No Giant fix looming
Long term solutions to Giant means doing things differently

Dane Gibson
Northern News Services

NNSL (Apr 23/99) - City councillor Kevin O'Reilly says with more than 260,000 tonnes of arsenic dust underground, Indian Affairs minister Jane Stewart shouldn't be banking on somebody to step into the mess that is Giant Mine.

"I can't believe that anyone from the private sector is going to be willing to buy this property," O'Reilly, who is an environmentalist with a decade of experience monitoring Giant, said.

"There is between $250 million and $1 billion worth of environmental liability at Giant Mine. There would have to be a heck of a lot of gold in the ground to offset that cost."

He said right now, Giant is a "break-even operation" that requires a large infusion of capital to bring it up to modern day standards, both in terms of worker safety and for pollution control.

"Jane Stewart signed the last water license (to allow Giant to keep operating), at which time she set aside $400,000 for environmental cleanup. This, for what is potentially one of the worst mining disasters in Canada, and perhaps the entire world," O'Reilly said.

To put the danger in perspective, he said that a person ingesting an aspirin sized amount of arsenic would die. There's enough arsenic under Giant to kill everyone on the planet.

He points out that the main thing keeping a Giant Mine disaster at bay is the pumps that keep ground water out of the arsenic-filled chambers.

"As long as the pumps are kept running, there's probably no immediate danger," O'Reilly said.

"We also know if those pumps quit for any reason, six months later arsenic trioxide would be leaching into Great Slave Lake and the Mackenzie River Basin, which is not acceptable.

"I'm not prepared to take the risk that those pumps (will always operate.) I'm not prepared to take that risk for my grandchildren and future generations to come."

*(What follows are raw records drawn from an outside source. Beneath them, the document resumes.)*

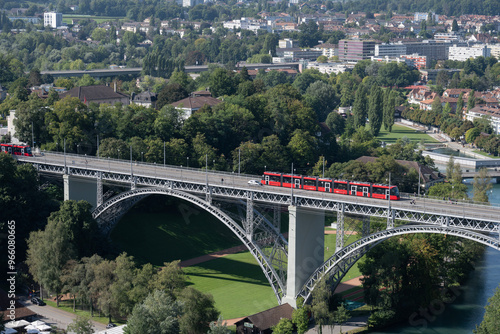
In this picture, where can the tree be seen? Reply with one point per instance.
(219, 327)
(171, 93)
(199, 311)
(69, 234)
(284, 326)
(436, 105)
(322, 98)
(471, 102)
(336, 123)
(359, 108)
(389, 108)
(300, 316)
(481, 185)
(341, 316)
(222, 83)
(81, 325)
(491, 319)
(449, 167)
(157, 314)
(320, 304)
(460, 106)
(375, 110)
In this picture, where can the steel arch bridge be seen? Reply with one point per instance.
(261, 237)
(337, 266)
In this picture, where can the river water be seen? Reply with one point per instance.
(461, 315)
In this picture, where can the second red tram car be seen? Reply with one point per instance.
(345, 187)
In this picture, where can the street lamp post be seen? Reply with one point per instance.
(131, 168)
(419, 181)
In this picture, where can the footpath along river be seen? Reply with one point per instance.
(462, 314)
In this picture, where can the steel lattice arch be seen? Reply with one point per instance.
(261, 237)
(335, 268)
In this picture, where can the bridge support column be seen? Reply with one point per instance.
(306, 245)
(390, 218)
(366, 225)
(277, 217)
(340, 228)
(249, 217)
(80, 189)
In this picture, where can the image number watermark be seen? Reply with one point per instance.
(11, 268)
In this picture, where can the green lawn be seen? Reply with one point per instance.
(236, 281)
(399, 131)
(180, 232)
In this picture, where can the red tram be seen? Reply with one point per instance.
(315, 183)
(16, 149)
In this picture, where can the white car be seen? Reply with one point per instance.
(254, 183)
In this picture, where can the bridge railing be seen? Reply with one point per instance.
(127, 162)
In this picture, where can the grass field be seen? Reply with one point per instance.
(399, 131)
(99, 19)
(179, 233)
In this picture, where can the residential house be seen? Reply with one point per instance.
(491, 112)
(262, 322)
(146, 99)
(192, 103)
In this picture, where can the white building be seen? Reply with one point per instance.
(390, 50)
(462, 53)
(191, 3)
(329, 67)
(52, 19)
(11, 128)
(424, 17)
(494, 50)
(286, 43)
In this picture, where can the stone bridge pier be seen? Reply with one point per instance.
(306, 244)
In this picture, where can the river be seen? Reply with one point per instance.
(461, 315)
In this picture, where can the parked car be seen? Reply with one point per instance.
(37, 301)
(254, 183)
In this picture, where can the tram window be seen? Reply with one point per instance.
(308, 182)
(341, 186)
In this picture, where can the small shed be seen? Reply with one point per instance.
(261, 323)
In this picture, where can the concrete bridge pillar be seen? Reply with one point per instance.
(306, 245)
(80, 189)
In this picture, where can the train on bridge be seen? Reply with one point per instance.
(345, 187)
(15, 149)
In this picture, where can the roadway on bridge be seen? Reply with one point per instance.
(233, 180)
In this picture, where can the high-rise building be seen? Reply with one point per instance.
(462, 53)
(390, 50)
(354, 50)
(52, 19)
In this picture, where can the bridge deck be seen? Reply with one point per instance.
(232, 185)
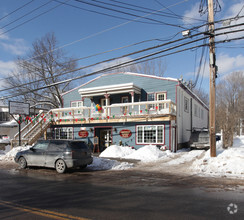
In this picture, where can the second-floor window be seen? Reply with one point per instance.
(76, 104)
(4, 116)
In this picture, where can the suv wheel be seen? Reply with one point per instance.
(60, 166)
(22, 162)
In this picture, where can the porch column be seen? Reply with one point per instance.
(90, 110)
(132, 99)
(106, 97)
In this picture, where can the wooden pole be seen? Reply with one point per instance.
(212, 77)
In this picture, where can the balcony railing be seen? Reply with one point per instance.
(115, 111)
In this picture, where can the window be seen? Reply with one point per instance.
(4, 116)
(186, 104)
(161, 96)
(195, 110)
(64, 133)
(150, 134)
(151, 97)
(124, 109)
(77, 104)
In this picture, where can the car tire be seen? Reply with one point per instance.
(60, 166)
(22, 162)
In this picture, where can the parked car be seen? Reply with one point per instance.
(58, 154)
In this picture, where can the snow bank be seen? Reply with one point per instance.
(147, 153)
(115, 151)
(186, 157)
(98, 163)
(9, 155)
(229, 162)
(107, 164)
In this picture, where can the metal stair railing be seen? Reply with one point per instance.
(37, 129)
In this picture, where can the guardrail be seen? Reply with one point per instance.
(147, 108)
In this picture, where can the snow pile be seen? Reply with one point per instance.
(5, 140)
(106, 164)
(145, 154)
(229, 162)
(186, 157)
(9, 154)
(115, 151)
(148, 153)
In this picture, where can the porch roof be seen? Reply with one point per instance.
(110, 89)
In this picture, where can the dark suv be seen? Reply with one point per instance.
(58, 154)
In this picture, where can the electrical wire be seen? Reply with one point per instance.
(17, 9)
(140, 51)
(126, 13)
(115, 66)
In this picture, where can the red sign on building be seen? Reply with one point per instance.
(125, 133)
(83, 133)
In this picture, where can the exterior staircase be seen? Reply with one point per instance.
(33, 130)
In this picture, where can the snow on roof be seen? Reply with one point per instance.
(128, 73)
(12, 123)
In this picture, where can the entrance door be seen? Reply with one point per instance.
(161, 96)
(105, 137)
(124, 109)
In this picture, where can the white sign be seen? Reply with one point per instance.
(19, 108)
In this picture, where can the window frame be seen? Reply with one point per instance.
(68, 130)
(141, 129)
(186, 104)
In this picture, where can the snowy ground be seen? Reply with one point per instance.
(228, 163)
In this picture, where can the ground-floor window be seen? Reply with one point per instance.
(150, 134)
(63, 133)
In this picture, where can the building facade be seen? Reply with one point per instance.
(130, 109)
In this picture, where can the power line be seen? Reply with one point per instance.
(115, 66)
(16, 10)
(120, 57)
(133, 53)
(173, 15)
(108, 29)
(126, 13)
(142, 57)
(102, 13)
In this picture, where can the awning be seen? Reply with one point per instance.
(111, 89)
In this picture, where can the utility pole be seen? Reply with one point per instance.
(212, 77)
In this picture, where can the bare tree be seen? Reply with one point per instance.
(203, 95)
(230, 105)
(44, 65)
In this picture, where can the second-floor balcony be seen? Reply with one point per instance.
(136, 111)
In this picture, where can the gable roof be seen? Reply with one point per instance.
(126, 73)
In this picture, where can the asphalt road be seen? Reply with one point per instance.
(44, 194)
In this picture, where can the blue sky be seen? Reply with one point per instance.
(82, 33)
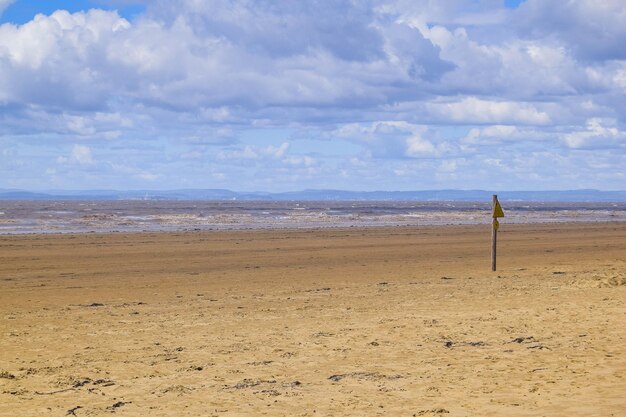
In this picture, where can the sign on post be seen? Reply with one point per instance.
(495, 225)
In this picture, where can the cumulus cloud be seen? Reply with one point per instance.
(593, 30)
(598, 134)
(4, 4)
(401, 85)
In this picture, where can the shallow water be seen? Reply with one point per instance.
(138, 215)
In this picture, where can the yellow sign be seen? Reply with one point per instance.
(497, 210)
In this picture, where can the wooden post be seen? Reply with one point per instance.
(494, 234)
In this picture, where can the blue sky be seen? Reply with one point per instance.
(278, 96)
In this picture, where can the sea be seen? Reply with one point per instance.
(78, 216)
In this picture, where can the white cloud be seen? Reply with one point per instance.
(82, 154)
(472, 110)
(596, 135)
(417, 146)
(4, 4)
(400, 85)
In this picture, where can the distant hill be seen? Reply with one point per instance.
(318, 195)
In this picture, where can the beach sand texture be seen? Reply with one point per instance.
(335, 322)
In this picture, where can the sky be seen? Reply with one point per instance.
(261, 95)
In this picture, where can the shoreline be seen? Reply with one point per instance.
(351, 322)
(307, 228)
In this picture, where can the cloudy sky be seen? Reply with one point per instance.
(295, 94)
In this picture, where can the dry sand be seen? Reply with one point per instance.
(335, 322)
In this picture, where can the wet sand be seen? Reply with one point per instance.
(403, 321)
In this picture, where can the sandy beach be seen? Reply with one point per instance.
(405, 321)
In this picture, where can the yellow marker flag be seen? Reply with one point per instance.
(497, 211)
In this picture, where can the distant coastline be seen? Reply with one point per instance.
(582, 195)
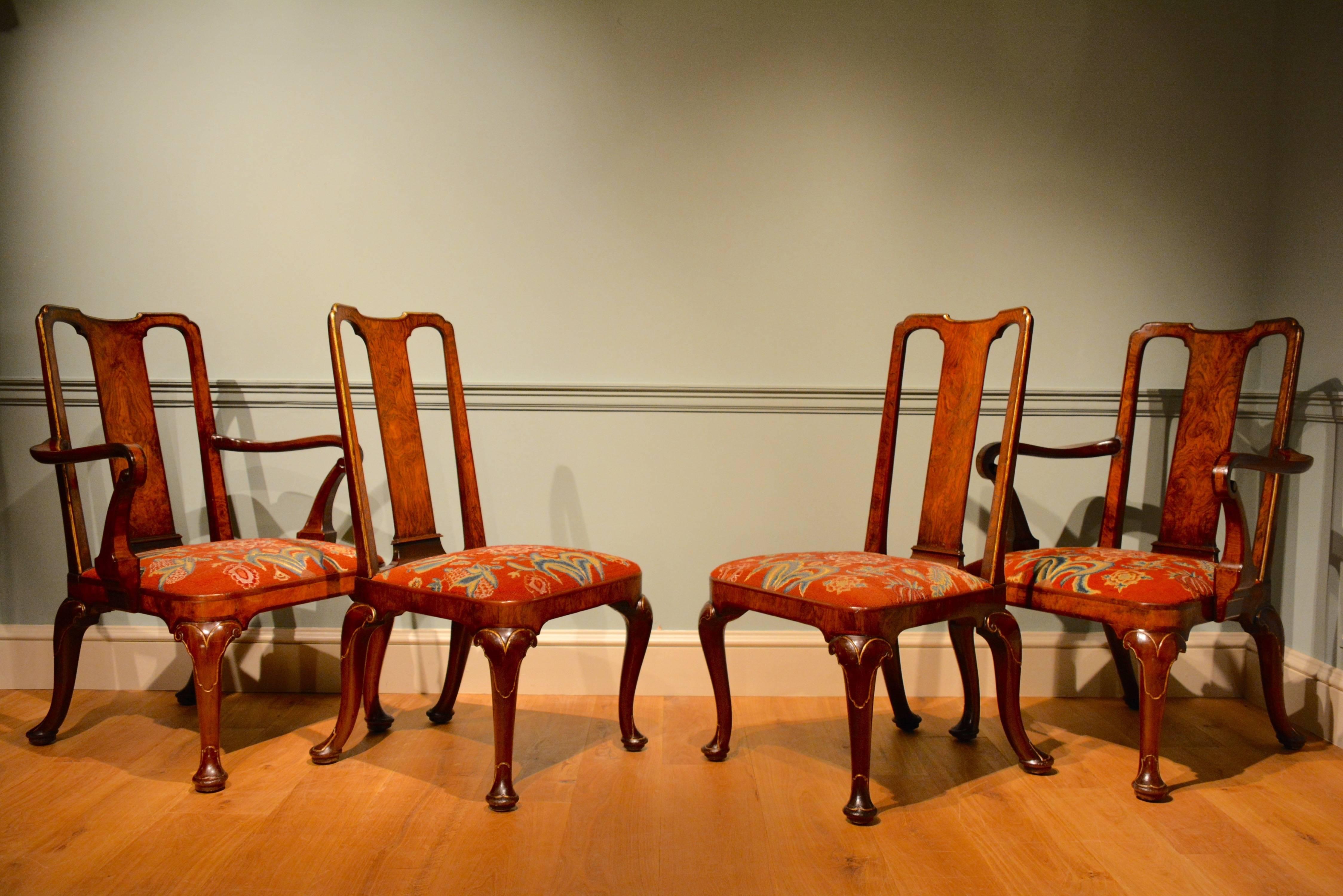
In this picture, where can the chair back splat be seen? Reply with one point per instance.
(404, 447)
(127, 403)
(1206, 425)
(959, 395)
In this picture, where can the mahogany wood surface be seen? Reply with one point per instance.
(104, 809)
(864, 639)
(140, 518)
(1198, 492)
(503, 629)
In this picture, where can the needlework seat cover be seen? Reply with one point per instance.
(849, 578)
(240, 565)
(511, 573)
(1114, 574)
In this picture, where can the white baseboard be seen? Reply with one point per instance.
(1313, 690)
(589, 663)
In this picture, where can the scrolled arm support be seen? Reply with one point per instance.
(319, 526)
(116, 562)
(1233, 573)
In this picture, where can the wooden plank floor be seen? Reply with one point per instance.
(109, 808)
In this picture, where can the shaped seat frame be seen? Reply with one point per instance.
(140, 518)
(1200, 491)
(865, 639)
(504, 630)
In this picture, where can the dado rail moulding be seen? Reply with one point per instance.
(1313, 406)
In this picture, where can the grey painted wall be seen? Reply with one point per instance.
(638, 194)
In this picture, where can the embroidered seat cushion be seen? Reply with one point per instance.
(511, 573)
(849, 578)
(1114, 574)
(241, 565)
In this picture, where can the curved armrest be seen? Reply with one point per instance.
(226, 444)
(1283, 461)
(116, 562)
(986, 463)
(50, 452)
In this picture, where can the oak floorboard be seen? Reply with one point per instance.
(109, 806)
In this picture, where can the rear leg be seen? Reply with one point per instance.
(712, 622)
(459, 651)
(638, 624)
(1000, 629)
(906, 718)
(963, 645)
(375, 717)
(1267, 629)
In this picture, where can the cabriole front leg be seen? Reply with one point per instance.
(1123, 665)
(206, 643)
(187, 696)
(375, 717)
(1004, 636)
(712, 622)
(73, 620)
(361, 621)
(860, 657)
(1267, 629)
(504, 648)
(638, 624)
(1155, 652)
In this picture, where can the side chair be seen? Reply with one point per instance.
(206, 593)
(863, 601)
(496, 597)
(1147, 601)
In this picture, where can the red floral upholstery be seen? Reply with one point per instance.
(240, 565)
(511, 573)
(849, 578)
(1115, 574)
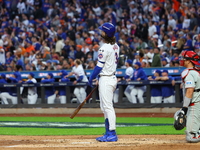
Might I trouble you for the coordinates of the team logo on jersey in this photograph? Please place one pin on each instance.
(100, 56)
(188, 82)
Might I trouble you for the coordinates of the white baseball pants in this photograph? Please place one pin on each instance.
(80, 93)
(107, 85)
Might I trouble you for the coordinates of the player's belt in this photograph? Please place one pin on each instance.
(197, 90)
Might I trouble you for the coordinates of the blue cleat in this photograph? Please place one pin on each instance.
(110, 137)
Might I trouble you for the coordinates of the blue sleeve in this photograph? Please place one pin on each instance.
(80, 78)
(65, 80)
(29, 82)
(96, 71)
(126, 76)
(13, 79)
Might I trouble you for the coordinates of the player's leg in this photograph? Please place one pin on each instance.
(51, 99)
(62, 99)
(107, 86)
(192, 124)
(4, 97)
(83, 94)
(77, 94)
(116, 95)
(141, 91)
(127, 92)
(134, 92)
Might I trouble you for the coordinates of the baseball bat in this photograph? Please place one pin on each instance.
(81, 105)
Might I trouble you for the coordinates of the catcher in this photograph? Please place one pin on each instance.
(191, 103)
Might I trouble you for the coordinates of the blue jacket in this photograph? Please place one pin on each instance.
(62, 91)
(4, 89)
(139, 73)
(49, 91)
(156, 90)
(13, 90)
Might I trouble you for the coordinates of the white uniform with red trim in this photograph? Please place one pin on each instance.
(191, 79)
(107, 60)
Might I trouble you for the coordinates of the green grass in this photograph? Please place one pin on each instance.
(89, 131)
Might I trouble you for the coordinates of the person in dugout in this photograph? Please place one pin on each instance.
(50, 92)
(156, 90)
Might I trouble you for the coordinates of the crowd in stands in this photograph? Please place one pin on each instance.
(51, 34)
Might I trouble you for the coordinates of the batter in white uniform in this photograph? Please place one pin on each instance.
(32, 91)
(106, 68)
(80, 76)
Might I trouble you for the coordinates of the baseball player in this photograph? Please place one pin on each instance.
(191, 89)
(12, 95)
(3, 89)
(156, 92)
(128, 75)
(167, 89)
(49, 91)
(32, 91)
(138, 90)
(80, 76)
(106, 66)
(62, 91)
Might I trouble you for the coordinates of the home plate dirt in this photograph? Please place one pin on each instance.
(125, 142)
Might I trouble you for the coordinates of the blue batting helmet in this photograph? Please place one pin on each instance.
(50, 74)
(108, 28)
(32, 74)
(3, 75)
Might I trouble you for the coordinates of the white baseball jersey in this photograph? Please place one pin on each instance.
(32, 90)
(129, 71)
(79, 71)
(108, 65)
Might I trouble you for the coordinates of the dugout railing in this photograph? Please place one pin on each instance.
(93, 102)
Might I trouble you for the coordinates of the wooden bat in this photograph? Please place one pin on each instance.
(81, 105)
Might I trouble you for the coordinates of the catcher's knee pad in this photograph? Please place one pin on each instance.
(192, 138)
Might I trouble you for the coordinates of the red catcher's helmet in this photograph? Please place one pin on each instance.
(190, 55)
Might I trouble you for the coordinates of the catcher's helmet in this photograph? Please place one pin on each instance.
(189, 55)
(108, 28)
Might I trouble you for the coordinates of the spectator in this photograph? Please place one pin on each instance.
(50, 92)
(167, 90)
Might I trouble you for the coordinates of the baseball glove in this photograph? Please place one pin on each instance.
(180, 120)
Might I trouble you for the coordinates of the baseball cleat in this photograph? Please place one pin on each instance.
(110, 137)
(192, 138)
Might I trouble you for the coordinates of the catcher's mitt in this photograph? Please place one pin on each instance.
(180, 120)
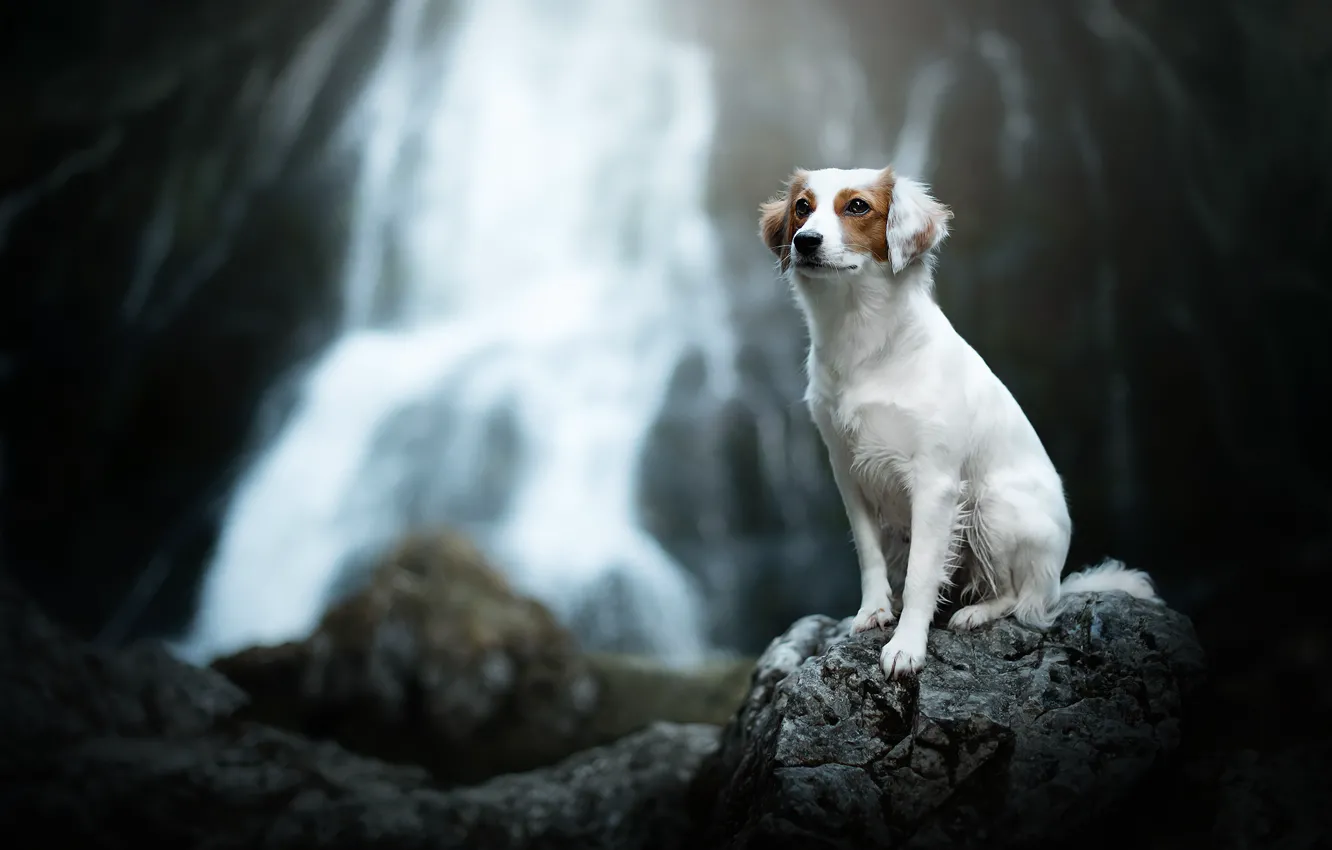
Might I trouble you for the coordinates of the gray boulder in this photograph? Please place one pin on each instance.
(1010, 738)
(120, 749)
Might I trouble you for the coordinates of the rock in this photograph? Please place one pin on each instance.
(1010, 738)
(115, 749)
(438, 662)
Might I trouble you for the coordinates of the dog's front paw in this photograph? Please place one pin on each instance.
(902, 657)
(873, 617)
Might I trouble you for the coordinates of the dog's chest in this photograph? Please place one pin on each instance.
(881, 440)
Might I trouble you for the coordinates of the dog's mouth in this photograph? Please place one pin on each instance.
(818, 265)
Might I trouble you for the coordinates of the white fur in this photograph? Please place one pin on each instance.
(926, 444)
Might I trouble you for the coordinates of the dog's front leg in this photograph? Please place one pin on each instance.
(934, 508)
(875, 609)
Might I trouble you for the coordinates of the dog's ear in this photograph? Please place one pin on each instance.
(917, 223)
(774, 223)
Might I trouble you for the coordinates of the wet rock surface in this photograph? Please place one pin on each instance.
(438, 662)
(1008, 740)
(113, 749)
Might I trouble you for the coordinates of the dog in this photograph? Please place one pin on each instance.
(938, 468)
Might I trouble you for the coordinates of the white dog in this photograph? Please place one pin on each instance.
(937, 464)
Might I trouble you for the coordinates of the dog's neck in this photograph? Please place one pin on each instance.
(867, 316)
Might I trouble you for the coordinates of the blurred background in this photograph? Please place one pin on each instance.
(283, 283)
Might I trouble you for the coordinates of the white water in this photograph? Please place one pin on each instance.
(529, 241)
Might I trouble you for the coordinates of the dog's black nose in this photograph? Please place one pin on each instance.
(807, 243)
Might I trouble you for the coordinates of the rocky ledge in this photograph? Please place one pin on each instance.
(1010, 738)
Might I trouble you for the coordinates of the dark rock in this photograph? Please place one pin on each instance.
(113, 749)
(1010, 738)
(438, 662)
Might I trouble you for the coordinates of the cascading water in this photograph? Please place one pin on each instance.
(530, 260)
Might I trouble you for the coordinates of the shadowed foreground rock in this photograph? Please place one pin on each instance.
(119, 748)
(1011, 738)
(438, 662)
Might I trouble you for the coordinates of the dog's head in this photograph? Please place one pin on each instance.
(835, 221)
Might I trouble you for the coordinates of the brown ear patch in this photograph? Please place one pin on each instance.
(867, 233)
(778, 219)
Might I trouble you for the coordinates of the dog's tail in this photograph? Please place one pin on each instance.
(1110, 574)
(1040, 609)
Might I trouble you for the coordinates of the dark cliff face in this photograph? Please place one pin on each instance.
(1140, 192)
(171, 216)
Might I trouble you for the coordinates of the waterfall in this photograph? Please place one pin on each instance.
(530, 260)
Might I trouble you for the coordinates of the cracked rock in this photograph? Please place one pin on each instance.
(1010, 738)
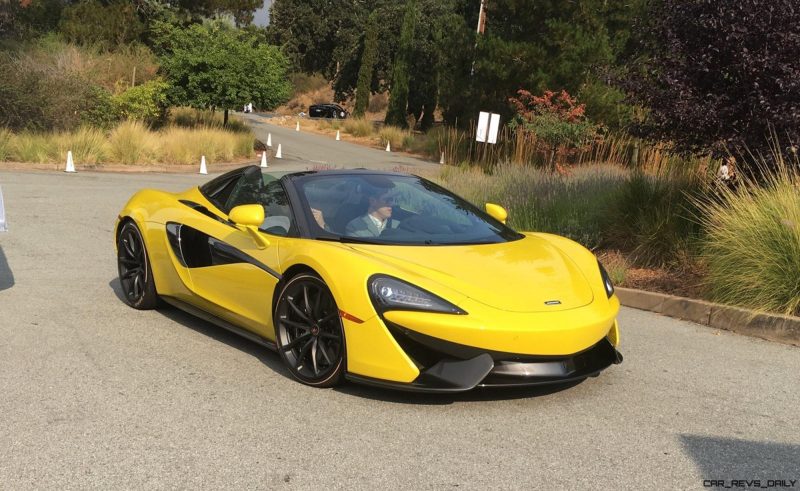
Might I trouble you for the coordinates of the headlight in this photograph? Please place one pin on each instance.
(392, 294)
(606, 280)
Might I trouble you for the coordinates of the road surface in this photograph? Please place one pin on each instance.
(94, 394)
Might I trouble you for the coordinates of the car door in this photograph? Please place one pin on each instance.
(232, 275)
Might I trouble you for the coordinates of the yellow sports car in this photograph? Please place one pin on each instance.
(377, 277)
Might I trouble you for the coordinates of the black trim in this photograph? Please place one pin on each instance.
(508, 369)
(429, 347)
(174, 236)
(224, 253)
(205, 211)
(196, 249)
(381, 307)
(445, 376)
(206, 316)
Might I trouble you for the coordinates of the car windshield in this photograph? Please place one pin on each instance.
(393, 209)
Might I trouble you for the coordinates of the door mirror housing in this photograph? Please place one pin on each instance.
(497, 212)
(247, 215)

Dene National Chief, Bill Erasmus, has called for DIAND to deal with the arsenic immediately.

"Each day that the mill at Giant Mine operates, more arsenic is pumped underground. At what point are we going to say that it's time to stop adding to an already existing environmental nightmare?" Erasmus said.

At recent NWT Water Board hearings in Yellowknife, the Dene Nation and Yellowknives Dene First Nation said they wanted to be involved in all aspects of clean up and monitoring of mine sites.

"We are concerned that only $400,000 of the $7 million owed in security deposit has been collected to date from Royal Oak. We are encouraging DIAND to enforce all regulations and to collect the remainder of the deposit," Erasmus said.

"We understand that there are a number of options available for dealing with the estimated 260,000 tonnes of arsenic. DIAND has stated that all of the existing options for clean up are expensive, all would take many years, and all require new technology. We need to stop pumping arsenic underground and begin cleaning up what's already down there," Erasmus said.